In the case, the 20 state officials argued that the Supreme Court’s 2012 decision to uphold the individual mandate relied on Supreme Court Chief Justice John Roberts’ belief that it was constitutional under Congress’ taxing authority. It was argued that since Congress removed the penalty for failing to get coverage in the Tax Cuts and Jobs Act of 2017, there is no longer a tax so the mandate is unconstitutional. From there, it was argued that the mandate cannot be detached from other provisions in the health law and therefore the entire ACA should be repealed.

“The individual mandate is untethered to any source of constitutional authority,” the Administration wrote in its filing. “In sum, once the associated financial penalty is gone, the ‘tax’ saving construction will no longer be fairly possible and thus the individual mandate will be unconstitutional.”

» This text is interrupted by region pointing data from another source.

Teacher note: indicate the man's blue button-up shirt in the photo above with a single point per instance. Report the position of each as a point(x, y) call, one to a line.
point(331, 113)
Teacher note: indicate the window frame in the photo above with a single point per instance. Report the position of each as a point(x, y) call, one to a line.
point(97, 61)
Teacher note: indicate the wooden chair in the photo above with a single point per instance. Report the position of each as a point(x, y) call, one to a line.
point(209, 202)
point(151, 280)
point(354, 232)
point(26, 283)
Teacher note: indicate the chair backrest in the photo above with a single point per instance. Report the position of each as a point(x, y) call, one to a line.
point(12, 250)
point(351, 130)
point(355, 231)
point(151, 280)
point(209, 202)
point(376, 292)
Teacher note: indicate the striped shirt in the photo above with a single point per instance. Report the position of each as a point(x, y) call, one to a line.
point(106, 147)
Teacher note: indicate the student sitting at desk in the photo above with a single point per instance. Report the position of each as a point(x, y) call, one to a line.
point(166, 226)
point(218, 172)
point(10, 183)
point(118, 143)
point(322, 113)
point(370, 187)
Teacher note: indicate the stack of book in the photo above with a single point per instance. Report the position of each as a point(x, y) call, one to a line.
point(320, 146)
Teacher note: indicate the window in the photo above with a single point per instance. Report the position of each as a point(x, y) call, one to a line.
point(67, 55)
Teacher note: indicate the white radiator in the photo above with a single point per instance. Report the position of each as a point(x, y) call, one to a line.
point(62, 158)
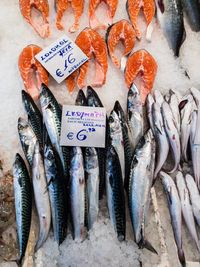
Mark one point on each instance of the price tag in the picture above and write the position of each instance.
(83, 126)
(61, 58)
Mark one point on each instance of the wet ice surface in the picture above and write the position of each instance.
(102, 247)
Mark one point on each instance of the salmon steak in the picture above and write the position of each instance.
(94, 21)
(77, 7)
(94, 46)
(133, 9)
(41, 25)
(32, 72)
(120, 31)
(141, 65)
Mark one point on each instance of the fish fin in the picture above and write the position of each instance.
(181, 257)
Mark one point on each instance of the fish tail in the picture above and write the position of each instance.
(181, 257)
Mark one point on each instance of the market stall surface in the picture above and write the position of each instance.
(101, 247)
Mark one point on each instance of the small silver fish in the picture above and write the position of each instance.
(194, 196)
(187, 207)
(172, 133)
(174, 205)
(41, 196)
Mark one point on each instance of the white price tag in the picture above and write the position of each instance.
(83, 126)
(61, 58)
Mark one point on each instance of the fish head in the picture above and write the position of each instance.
(81, 99)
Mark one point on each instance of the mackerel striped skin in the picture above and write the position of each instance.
(115, 193)
(55, 178)
(141, 178)
(77, 192)
(94, 101)
(52, 115)
(128, 152)
(92, 184)
(27, 138)
(23, 203)
(34, 116)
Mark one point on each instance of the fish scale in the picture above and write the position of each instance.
(23, 202)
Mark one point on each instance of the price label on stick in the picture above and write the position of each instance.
(61, 58)
(83, 126)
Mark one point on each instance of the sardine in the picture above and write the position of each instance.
(116, 137)
(94, 101)
(194, 197)
(174, 105)
(135, 115)
(174, 205)
(23, 203)
(170, 17)
(172, 134)
(161, 137)
(187, 207)
(141, 178)
(115, 193)
(27, 138)
(186, 121)
(192, 10)
(92, 184)
(55, 180)
(34, 116)
(128, 151)
(77, 192)
(41, 196)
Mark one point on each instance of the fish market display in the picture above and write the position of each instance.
(55, 177)
(135, 115)
(192, 10)
(143, 64)
(115, 193)
(140, 182)
(93, 20)
(92, 184)
(63, 5)
(120, 31)
(172, 134)
(41, 26)
(94, 46)
(34, 116)
(28, 139)
(32, 72)
(187, 207)
(77, 192)
(116, 137)
(187, 106)
(41, 196)
(170, 17)
(23, 203)
(133, 9)
(174, 205)
(194, 196)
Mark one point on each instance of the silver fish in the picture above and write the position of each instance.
(27, 138)
(116, 136)
(174, 105)
(41, 196)
(187, 207)
(77, 192)
(92, 184)
(161, 137)
(150, 101)
(141, 178)
(172, 133)
(170, 17)
(186, 121)
(135, 115)
(194, 196)
(174, 205)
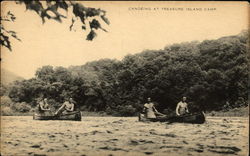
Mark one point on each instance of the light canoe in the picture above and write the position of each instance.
(75, 116)
(195, 118)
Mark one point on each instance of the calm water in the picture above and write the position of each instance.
(123, 136)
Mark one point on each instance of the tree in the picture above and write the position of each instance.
(50, 10)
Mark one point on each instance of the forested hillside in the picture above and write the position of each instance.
(212, 74)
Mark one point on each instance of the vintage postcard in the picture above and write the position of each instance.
(116, 78)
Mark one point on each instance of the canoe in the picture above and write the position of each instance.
(195, 118)
(75, 116)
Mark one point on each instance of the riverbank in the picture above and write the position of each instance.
(236, 112)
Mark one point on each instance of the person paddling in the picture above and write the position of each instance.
(68, 106)
(182, 107)
(43, 106)
(150, 110)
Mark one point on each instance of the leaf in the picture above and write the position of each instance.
(105, 19)
(72, 23)
(91, 35)
(34, 5)
(84, 27)
(4, 41)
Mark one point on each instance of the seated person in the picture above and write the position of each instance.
(68, 106)
(43, 106)
(182, 108)
(150, 110)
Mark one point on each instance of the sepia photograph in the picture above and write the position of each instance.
(124, 78)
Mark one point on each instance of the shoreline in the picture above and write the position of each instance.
(236, 112)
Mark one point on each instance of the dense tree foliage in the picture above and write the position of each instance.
(212, 74)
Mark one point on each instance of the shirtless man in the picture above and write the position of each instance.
(182, 108)
(150, 110)
(68, 106)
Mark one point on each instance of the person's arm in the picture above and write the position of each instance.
(72, 108)
(177, 109)
(41, 106)
(157, 112)
(187, 109)
(60, 108)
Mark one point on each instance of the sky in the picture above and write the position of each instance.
(135, 26)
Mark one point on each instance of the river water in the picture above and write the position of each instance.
(113, 136)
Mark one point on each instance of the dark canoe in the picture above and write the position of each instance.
(75, 116)
(195, 118)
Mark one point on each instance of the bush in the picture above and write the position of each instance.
(6, 101)
(5, 110)
(127, 110)
(21, 107)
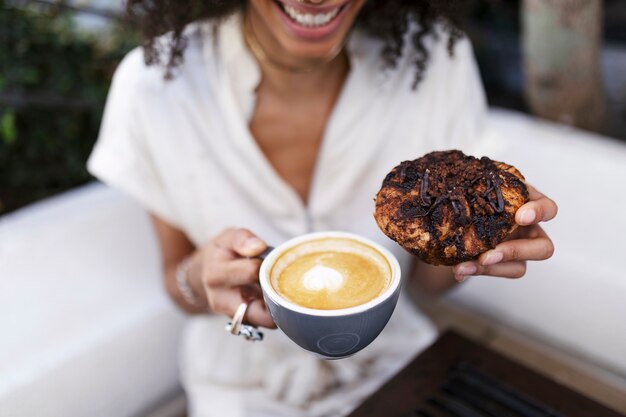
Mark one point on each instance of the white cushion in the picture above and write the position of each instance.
(86, 326)
(577, 299)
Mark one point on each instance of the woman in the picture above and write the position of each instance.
(277, 118)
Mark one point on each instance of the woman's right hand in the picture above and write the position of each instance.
(227, 264)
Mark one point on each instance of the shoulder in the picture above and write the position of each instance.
(135, 76)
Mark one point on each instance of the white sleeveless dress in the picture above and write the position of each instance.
(182, 148)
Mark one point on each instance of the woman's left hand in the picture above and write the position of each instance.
(528, 243)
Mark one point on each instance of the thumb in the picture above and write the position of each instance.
(241, 241)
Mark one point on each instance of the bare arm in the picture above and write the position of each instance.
(175, 247)
(217, 271)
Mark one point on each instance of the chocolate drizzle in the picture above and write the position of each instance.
(447, 207)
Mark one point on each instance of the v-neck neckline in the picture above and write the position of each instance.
(248, 142)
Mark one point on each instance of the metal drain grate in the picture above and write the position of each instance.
(470, 392)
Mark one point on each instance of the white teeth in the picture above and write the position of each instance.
(310, 20)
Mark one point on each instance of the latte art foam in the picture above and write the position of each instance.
(330, 274)
(320, 278)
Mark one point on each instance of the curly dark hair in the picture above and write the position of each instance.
(385, 19)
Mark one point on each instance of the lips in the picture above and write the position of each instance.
(311, 23)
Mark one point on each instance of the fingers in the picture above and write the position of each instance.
(226, 301)
(537, 248)
(515, 269)
(539, 209)
(508, 259)
(241, 242)
(232, 273)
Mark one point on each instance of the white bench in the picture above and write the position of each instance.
(87, 329)
(577, 300)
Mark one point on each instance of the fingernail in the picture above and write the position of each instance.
(253, 243)
(528, 216)
(467, 269)
(492, 258)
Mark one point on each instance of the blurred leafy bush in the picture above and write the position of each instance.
(53, 84)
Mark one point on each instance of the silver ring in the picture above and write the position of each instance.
(237, 328)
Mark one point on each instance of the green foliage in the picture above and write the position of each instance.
(53, 84)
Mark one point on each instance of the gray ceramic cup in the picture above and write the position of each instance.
(331, 334)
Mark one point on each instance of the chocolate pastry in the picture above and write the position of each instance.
(447, 207)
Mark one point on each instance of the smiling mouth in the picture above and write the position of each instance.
(310, 20)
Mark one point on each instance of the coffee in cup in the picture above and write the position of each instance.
(330, 274)
(332, 293)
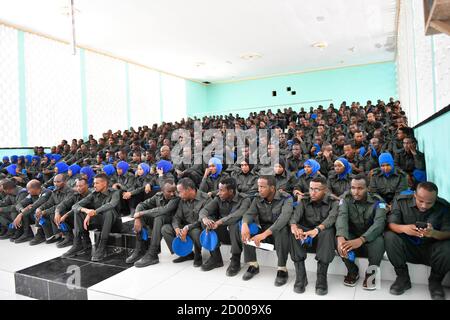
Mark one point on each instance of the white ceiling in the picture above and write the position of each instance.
(176, 35)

The Department of Justice, in its filing, reasoned that only the law’s key provisions – like protections for those with pre-existing conditions – are inseverable from the individual mandate and should thus be stricken down by the Texas court. The repeal of protections for those with pre-existing conditions has been a focal point of ACA repeal efforts by the Trump Administration and the 115th Congress.

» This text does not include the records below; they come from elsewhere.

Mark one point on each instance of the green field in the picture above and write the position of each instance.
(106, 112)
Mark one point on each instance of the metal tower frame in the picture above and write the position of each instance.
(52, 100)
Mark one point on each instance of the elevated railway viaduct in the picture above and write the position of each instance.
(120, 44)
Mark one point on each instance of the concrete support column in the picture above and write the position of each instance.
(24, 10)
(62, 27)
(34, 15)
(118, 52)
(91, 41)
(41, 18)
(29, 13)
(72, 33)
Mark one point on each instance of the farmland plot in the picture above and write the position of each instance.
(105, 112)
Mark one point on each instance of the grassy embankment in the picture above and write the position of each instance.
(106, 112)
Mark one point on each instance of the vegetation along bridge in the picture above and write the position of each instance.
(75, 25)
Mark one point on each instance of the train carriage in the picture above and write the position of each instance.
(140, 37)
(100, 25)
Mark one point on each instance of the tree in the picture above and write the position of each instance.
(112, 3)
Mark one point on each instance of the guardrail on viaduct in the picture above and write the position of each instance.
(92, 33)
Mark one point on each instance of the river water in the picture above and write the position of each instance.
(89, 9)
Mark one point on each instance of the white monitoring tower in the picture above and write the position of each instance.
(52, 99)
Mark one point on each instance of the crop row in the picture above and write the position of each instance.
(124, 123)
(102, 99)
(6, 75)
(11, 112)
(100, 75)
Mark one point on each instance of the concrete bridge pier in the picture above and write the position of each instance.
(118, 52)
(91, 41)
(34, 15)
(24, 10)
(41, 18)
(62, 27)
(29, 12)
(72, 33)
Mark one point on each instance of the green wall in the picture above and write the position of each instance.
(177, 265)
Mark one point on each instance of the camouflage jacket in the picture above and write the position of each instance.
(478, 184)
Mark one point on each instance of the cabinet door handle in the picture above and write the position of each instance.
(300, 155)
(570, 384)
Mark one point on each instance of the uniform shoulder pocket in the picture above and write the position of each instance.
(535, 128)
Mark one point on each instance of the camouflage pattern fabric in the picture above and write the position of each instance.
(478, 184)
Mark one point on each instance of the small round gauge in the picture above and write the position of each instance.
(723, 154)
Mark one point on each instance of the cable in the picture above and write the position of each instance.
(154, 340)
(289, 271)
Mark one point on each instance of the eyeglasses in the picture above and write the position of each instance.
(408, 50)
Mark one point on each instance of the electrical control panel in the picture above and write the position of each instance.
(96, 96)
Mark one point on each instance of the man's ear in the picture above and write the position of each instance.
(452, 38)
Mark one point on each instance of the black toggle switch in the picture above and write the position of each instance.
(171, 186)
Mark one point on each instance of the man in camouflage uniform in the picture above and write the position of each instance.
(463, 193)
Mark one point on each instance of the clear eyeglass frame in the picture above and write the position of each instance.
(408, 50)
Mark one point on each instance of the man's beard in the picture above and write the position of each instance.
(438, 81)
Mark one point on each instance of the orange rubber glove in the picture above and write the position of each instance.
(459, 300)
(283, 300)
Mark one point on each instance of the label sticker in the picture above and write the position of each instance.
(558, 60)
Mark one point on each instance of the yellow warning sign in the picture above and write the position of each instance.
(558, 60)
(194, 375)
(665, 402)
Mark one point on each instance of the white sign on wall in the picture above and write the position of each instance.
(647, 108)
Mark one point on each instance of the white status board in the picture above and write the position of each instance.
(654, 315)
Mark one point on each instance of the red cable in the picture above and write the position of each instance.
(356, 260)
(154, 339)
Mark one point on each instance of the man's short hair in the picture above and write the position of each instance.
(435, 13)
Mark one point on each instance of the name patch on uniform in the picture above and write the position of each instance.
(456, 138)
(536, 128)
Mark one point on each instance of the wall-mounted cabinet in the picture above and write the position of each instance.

The filing caught some on Capitol Hill by surprise, with few congressional Republicans rushing to defend the Administration’s decision. Congressman Tom MacArthur – a key author of the House’s ACA repeal legislation, the American Health Care Act said, “I introduced [an amendment in 2017 that] would guarantee coverage for pre-existing conditions. I think that’s a pretty essential pact with the American people. We need to let them go forward and see if it goes anywhere. Right now, they’ve simply made an appeal to the court.”


The Texas court will continue to review filings from other interested parties and will likely render a decision sometime later this year. Legal experts suggest that this case, regardless of its Texas outcome, will likely end up being moved up for consideration by the Supreme Court.